L’ultimo appello in ordine cronologico è della Rete Nazionale dei Licei Classici, che lancia anche una proposta

In considerazione delle recenti anticipazioni relative alle modalità di svolgimento degli Esami di Stato 2021/2022 e alla possibile intenzione di eliminare le prove scritte, che, a nostro parere, rimangono determinanti per garantire la qualità di un esame che conclude un percorso formativo fondamentale per il futuro dei nostri studenti e delle nostre studentesse, si auspica una riflessione ulteriore da parte del Ministero e di chi interviene, a vario titolo, nel mondo della Scuola“, scrive Elisa Colella, dirigente scolastico del liceo Cutelli di Catania e Scuola Capofila della Rete Nazionale dei Licei Classici

Il Comitato tecnico operativo della RNLC,  “ritiene dunque che le competenze che si acquisiscono nel Liceo Classico, e non solo in questo indirizzo di studi, verrebbero svilite dall’eliminazione delle prove scritte dall’Esame di Stato e sottolinea d’altronde che, così facendo, verrebbero meno gli obiettivi che sottendono alla programmazione del curricolo, soprattutto in vista della creazione di uno spazio europeo dell’Istruzione“.

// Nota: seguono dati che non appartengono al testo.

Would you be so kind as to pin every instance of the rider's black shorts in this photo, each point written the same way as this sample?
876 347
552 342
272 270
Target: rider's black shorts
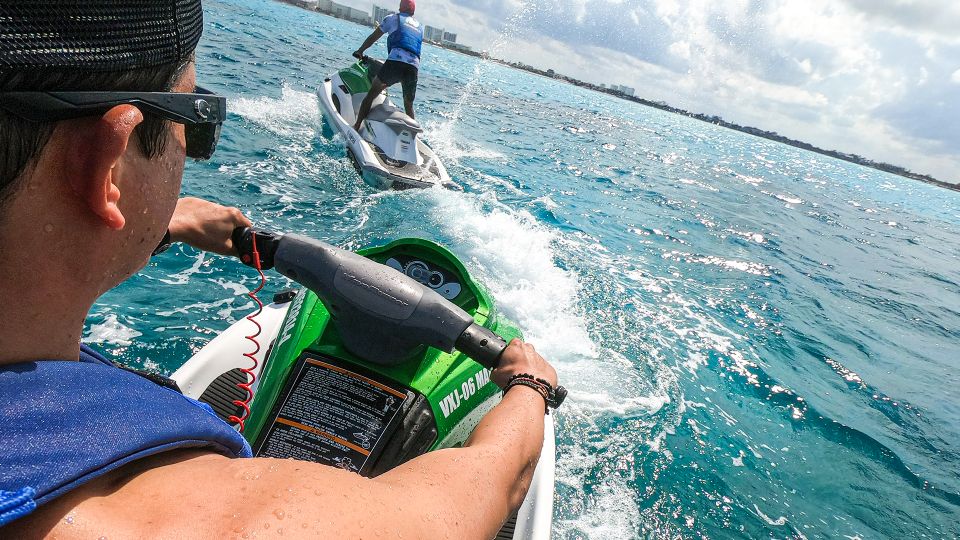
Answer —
394 72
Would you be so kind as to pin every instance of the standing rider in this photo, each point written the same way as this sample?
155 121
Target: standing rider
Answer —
403 63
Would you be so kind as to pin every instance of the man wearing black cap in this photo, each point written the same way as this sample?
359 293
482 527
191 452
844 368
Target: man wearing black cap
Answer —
99 109
403 62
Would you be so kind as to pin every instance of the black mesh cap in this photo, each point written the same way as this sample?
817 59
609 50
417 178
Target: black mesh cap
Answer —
97 35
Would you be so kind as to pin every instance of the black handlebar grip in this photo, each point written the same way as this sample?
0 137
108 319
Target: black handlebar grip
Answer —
481 344
267 243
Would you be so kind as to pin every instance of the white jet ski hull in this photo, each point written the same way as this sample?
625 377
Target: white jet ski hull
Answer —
224 354
376 169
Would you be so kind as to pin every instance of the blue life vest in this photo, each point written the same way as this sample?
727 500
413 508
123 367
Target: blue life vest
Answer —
63 424
408 37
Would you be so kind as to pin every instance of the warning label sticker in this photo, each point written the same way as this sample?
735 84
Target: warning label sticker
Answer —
331 415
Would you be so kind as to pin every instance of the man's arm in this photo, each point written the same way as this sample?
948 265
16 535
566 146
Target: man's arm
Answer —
371 39
206 225
456 493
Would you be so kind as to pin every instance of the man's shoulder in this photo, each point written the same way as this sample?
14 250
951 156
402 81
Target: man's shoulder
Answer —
390 22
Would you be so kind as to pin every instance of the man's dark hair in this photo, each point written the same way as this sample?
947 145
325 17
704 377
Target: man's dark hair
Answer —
21 141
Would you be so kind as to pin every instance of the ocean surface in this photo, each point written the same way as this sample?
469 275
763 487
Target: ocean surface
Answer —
759 341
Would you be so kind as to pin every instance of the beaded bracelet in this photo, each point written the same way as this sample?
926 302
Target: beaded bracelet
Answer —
520 380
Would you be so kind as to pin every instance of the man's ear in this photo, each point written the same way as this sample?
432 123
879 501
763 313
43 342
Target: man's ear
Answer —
95 149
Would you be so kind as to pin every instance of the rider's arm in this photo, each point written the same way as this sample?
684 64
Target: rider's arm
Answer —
371 39
206 225
457 493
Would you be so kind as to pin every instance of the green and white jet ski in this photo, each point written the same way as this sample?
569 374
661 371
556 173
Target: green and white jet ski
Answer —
369 365
388 152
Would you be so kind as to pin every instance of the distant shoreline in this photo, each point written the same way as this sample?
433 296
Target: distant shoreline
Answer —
710 119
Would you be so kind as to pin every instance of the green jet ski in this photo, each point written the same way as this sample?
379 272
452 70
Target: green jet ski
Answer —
385 355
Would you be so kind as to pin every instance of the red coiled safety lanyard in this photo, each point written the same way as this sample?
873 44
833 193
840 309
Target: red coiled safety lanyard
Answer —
249 372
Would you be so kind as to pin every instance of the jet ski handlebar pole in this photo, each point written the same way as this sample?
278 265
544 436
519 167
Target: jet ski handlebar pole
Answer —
382 315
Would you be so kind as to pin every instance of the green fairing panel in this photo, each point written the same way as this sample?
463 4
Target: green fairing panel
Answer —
356 79
453 384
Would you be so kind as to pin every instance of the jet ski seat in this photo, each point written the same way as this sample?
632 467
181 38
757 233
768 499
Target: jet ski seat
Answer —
395 118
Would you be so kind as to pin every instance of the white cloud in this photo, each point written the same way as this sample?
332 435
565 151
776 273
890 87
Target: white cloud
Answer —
873 77
680 49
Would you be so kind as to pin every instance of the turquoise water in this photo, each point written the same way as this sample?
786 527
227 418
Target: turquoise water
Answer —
759 341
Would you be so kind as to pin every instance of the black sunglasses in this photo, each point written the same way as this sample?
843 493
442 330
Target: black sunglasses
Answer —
202 113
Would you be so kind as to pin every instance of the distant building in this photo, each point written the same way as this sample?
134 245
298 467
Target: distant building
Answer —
626 90
458 47
380 13
343 12
306 4
433 34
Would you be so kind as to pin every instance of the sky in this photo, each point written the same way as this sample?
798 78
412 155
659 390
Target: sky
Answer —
878 78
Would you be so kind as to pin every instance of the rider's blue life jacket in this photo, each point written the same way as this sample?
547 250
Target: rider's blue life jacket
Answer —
408 37
63 424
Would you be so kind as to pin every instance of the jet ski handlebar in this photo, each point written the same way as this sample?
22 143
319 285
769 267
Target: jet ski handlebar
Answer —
382 315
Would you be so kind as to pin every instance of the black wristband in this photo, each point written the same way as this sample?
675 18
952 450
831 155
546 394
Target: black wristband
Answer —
553 396
529 383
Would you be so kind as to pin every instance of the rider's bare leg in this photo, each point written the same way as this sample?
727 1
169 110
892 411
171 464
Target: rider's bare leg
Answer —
377 87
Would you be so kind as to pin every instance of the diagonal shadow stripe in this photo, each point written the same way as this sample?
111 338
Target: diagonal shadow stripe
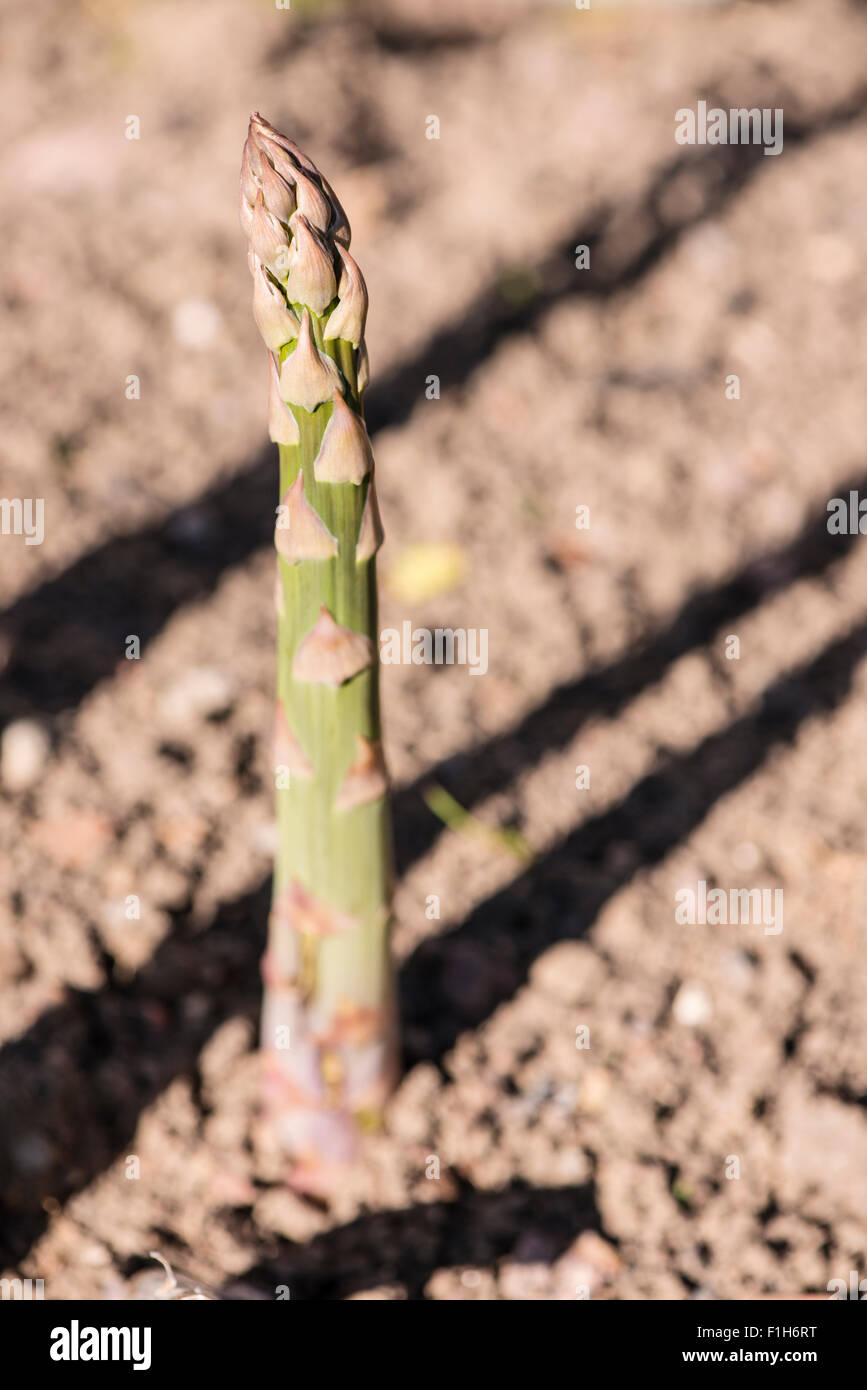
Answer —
74 1084
492 766
406 1247
455 982
68 634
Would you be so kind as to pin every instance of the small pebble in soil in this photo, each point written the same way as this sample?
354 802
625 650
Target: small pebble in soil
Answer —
692 1005
202 692
24 752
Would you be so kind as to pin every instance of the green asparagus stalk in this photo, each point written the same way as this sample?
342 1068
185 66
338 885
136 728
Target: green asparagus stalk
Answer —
328 1019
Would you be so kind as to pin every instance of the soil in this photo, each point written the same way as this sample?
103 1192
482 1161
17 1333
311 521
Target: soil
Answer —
596 1097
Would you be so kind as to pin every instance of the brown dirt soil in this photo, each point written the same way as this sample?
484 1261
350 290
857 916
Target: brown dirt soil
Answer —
128 1073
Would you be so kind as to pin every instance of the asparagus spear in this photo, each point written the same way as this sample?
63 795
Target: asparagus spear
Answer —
328 1020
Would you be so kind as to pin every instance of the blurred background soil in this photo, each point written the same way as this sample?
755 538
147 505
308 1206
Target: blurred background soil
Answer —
128 1075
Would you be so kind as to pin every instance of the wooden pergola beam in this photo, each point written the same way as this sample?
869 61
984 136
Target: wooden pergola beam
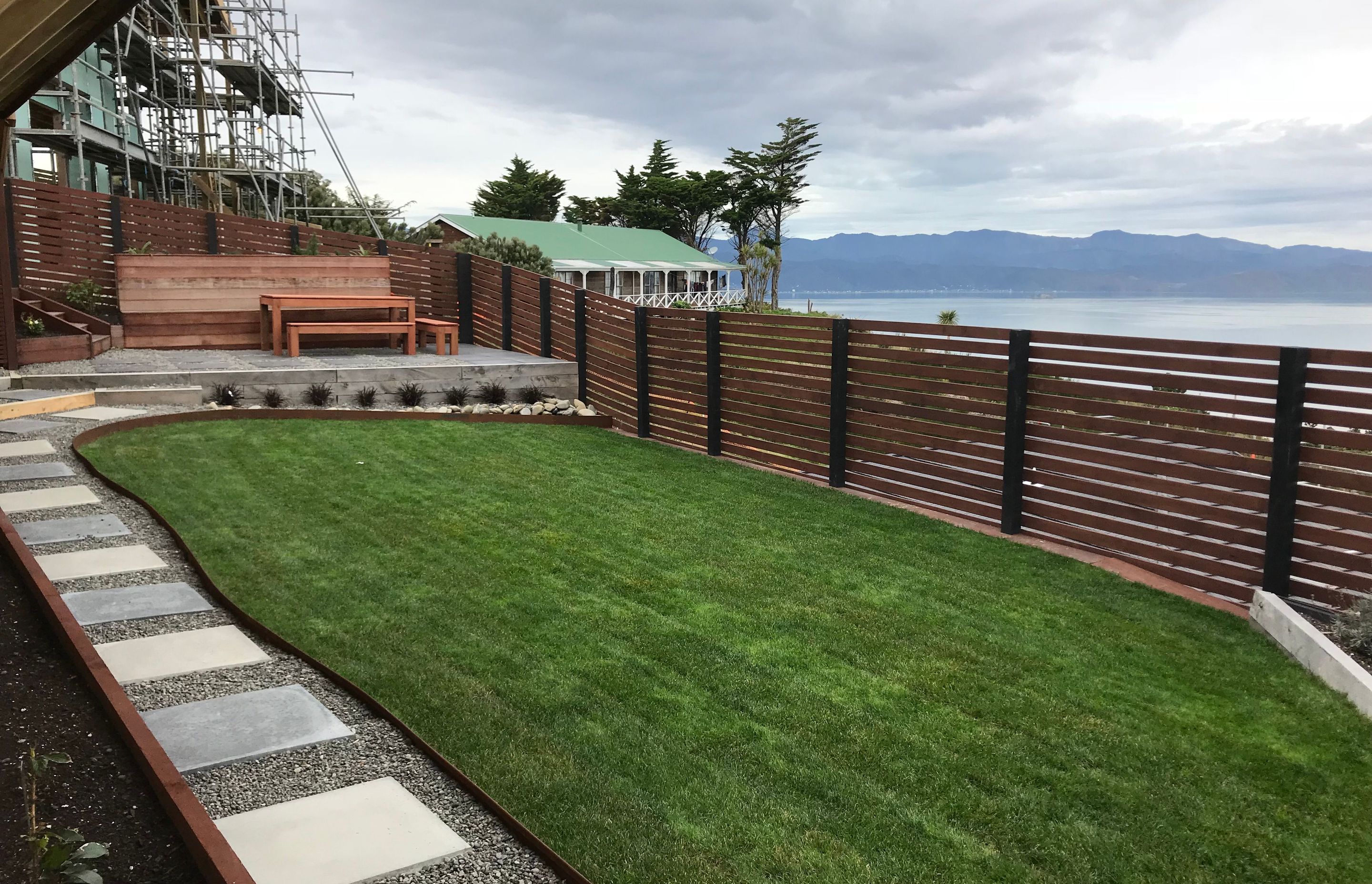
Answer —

L’esercizio dello scritto in generale e di quello di italiano e della traduzione dei testi latini e greci antichi in particolare, prosegue la nota della dirigente Colella, sviluppa abilità insostituibili come comunicare in modo chiaro, descrivere emozioni, condividere esperienze e rapportarsi agli altri, contestualizzare le informazioni e il proprio vissuto, organizzare in modo logico il pensiero e convertirlo in testo. Non dimentichiamo inoltre che, pur tenendo conto di una situazione complessiva condizionata ancora dagli effetti della pandemia, anche i giovani, oltre al diritto di essere valutati adeguatamente ed equamente, hanno il dovere di assumersi la loro parte di responsabilità e di impegno in quanto studentesse e studenti di una Scuola che hanno scelto di frequentare“.

Per tale motivo, “tenendo in considerazione la situazione didattica del tutto inedita, consentendo al contempo di mantenere appieno il valore dello scritto delle materie d’indirizzo, partendo da quanto effettivamente svolto nell’ambito della progettazione di ciascun Istituto“, la Rete nazionale dei Licei Classici lancia una proposta: “potrebbe infatti essere opportuno che le prove scritte siano elaborate e predisposte dalle singole Commissioni d’Esame costituitesi presso ciascuna scuola, addivenendo pertanto alla formulazione di una I prova scritta (Italiano) secondo le tipologie in cui gli studenti e le studentesse si sono effettivamente esercitati e sono stati valutati nell’ultimo anno di corso e, per quanto concerne la II prova specifica per i licei classici, afferire all’utilizzo di  testi monolingua (dal latino o dal greco), al fine di rilevare le abilità traduttive del brano scelto all’interno di un canone di autori, già oggetto di studio”.